“Negligence”, “Culpable Rashness” and “Culpable Negligence”

“Negligence” means omission to do something which a reasonable and prudent person guided by the consideration which ordinarily regulate human affairs would do or doing something which a prudent and reasonable person guided by similar considerations would not do. Negligence is not an absolute term but is a relative one; it is rather a comparative term. It is difficult to state with precision any mathematically exact formula by which negligence or lack of it can be infallibly measured in a given case. Whether there exists negligence per se or the course of conduct amounts to negligence will normally depend upon the attending and surrounding facts and circumstances which have to be taken into consideration by the court. In a give case, even doing what one was ought to do can constitute negligence.

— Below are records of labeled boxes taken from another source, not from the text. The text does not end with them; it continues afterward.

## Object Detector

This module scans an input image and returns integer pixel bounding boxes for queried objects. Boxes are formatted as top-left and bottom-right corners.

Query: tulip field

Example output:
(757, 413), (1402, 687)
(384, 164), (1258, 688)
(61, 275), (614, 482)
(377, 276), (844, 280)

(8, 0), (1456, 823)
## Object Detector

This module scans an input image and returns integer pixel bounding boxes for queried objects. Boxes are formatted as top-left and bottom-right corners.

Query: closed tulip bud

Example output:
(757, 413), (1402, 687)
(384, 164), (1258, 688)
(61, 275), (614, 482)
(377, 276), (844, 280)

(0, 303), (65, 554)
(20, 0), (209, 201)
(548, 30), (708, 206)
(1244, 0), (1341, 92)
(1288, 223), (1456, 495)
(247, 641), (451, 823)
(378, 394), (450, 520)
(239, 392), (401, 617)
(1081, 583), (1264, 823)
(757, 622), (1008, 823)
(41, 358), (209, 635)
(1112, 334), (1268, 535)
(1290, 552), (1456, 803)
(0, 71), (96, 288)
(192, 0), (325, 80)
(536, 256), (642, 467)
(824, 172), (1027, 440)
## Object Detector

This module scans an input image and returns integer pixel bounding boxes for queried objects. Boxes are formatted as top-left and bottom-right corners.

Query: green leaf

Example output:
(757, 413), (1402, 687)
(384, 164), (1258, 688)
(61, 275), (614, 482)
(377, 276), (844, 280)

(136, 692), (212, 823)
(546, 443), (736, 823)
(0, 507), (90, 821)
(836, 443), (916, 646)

“Culpable Rashness” is acting with the consciousness that mischievous and illegal consequences may follow but with the hope that they will not and often with the belief that the actor has taken sufficient precautions to prevent their happening. The imputability arises from acting despite consciousness (luxuria).
“Culpable negligence” is acting without the consciousness that the illegal and mischevious effect will follow, but in circumstances which show that the actor has not exercised the action incumbent upon him and that if he had, he would have had the consciousness. The imputability arises from the neglect of civil duty of circumspection. Ravi Kapur v. State of Rajasthan, (2012) 9 SCC 284.